И вот, после очередного случая, с очередными рухнувшими надеждами на обретение работы, службы, когда изрядно пришлось перенервничать, случился у Бориса, с виду вроде достаточно крепкого, и даже в достаточной мере спортивного человека, стойкого, волевого, о чем знаю я достоверно, устремленного вперед человека, но не американского, а киммерийского, инфаркт.
Ну, тут уж не просто испугаешься, а еще и призадумаешься, все о том же – как жить дальше?
В первый раз приехали Боря с Евой на родину в позапрошлом году. И – что скрывать – шок от перенесенного инфаркта был тем, тяжелым, норовившим выбить Борю из его привычных ритмов, событием, от которого предстояло еще оправиться, отойти, как по-русски говорят, и след которого коснулся Бориного лица, глаз, умудрился-таки оставить на всем его облике свой жестокий след.
Болезнь – за что? Почему? Карма, что ли? Борис – думал.
Мы сидели с ним вдвоем у меня в доме, говорили. Я все твердил ему:
– Возвращайся! Ты нужен здесь, а не там.
Боря с Евой уехали. Потом опять вернулись. Как им – там – без Киммерии? И вот уже в третий раз они здесь.
Очень изменился Борис. Не просто старше стал. Нет, к нему стало приходить некоторое понимание.
Например: каково это, как непросто это – переждать междувременье, лихолетье, смуту, с тем чтобы продолжить свое дело – потом, здесь, а пока что готовиться к новому подвигу.
Что же, может и так. Но, мне думается, смуту надо пережидать и переживать – здесь, со своей страной, вместе со всеми людьми, пусть и в стороне от бестолкового хаоса, дабы суметь осмыслить происходящее и выразить его – в слове ли, в другом ли каком деянии.
– Если умру, то хотел бы лежать я здесь, в коктебельской земле! – сказал мне Борис.
Рано еще – о смерти. Надо жить. И – выжить. Чтобы совершить то, к чему призван. Так я ему ответил.
Мало ли какие мысли приходят в голову вдали от дома? И каково ему, Борису, действительно человеку общественному в хорошем смысле, быть в изоляции от людей? А главное – чувствовать себя ежесекундно оторванным от Дома Поэта, от того мира и света, к которому привела его когда-то Мария Степановна Волошина, от того пути, по которому столько лет он шел, от того духа коктебельского, который и ему, и всем нам помогает жить и делать свое дело, несмотря ни на какие обстоятельства, – дело, неразрывно связанное со словом.

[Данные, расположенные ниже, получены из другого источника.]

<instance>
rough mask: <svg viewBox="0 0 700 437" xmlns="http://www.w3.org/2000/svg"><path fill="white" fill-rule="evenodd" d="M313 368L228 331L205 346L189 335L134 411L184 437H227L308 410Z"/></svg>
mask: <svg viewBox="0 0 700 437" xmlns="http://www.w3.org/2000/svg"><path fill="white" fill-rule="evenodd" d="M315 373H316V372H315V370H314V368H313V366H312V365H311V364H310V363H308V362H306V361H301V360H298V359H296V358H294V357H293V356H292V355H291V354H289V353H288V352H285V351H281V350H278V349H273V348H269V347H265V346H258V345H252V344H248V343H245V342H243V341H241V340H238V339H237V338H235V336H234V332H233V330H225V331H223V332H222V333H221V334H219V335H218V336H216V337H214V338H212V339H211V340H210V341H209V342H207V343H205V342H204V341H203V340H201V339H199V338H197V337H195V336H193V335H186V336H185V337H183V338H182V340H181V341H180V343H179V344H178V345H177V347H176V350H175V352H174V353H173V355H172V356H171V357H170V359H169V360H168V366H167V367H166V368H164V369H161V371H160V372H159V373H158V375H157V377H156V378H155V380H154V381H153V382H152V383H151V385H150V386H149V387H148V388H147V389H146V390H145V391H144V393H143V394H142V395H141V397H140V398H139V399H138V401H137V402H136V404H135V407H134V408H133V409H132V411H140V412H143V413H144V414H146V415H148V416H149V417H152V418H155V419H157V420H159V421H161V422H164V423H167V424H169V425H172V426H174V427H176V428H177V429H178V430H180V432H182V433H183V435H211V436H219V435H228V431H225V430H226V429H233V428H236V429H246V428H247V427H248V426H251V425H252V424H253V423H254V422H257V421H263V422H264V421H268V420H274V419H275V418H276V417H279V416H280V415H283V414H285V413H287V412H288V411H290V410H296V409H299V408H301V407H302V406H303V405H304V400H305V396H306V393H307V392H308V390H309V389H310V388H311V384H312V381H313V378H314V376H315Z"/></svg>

Я верю, что Боря с Евой вернутся насовсем. Они построят себе в Коктебеле дом. И в доме их всегда будут и свет, и дух.
– Возвращайтесь, ребята! – только и говорю им.
Слава богу, что Борис убедился: никто его не забыл здесь. Наоборот, он – нужен. Коктебельские люди – особый народ. Они своих поддерживают всегда. И я видел, как Борис расцветал, преображался.
Тоже любитель светлых одежд, принарядится, бывало, выходит из дому вечером, весь в белом, а однажды даже в роскошном белом костюме, аккуратно причесанный, свежий, и улыбка его, гавриловская, чуть ироничная, но добрая, и глаза его, гавриловские, с искорками, с несколько напряженным, повышенным вниманием ко всему происходящему вокруг, будто там, внутри глаз, сидит вооруженный хорошей оптикой наблюдатель и все-все видит, не только поблизости, но и далеко, и видит это даже в подробностях, крупным планом, и все примечает, – такие вот особые глаза, но – добрые, потому что со светом коктебельским, и внимательные, а пытливые – да, есть это, но и доверчивые, порой восторженные, как у того Бори-мальчишки, который когда-то впервые переступил порог Дома Поэта и вошел в новый для него мир, глаза – говорящие мне о Бориной душе куда больше, чем чьи-нибудь, даже его собственные, рассказы о том, о сем, о всяком жизненном, житейском, глаза – с полетом, с размахом, со взглядом в грядущее, глаза его – были на месте, вот здесь, в Коктебеле, и все было на месте в нем, и сам Боря был здесь на месте, дома.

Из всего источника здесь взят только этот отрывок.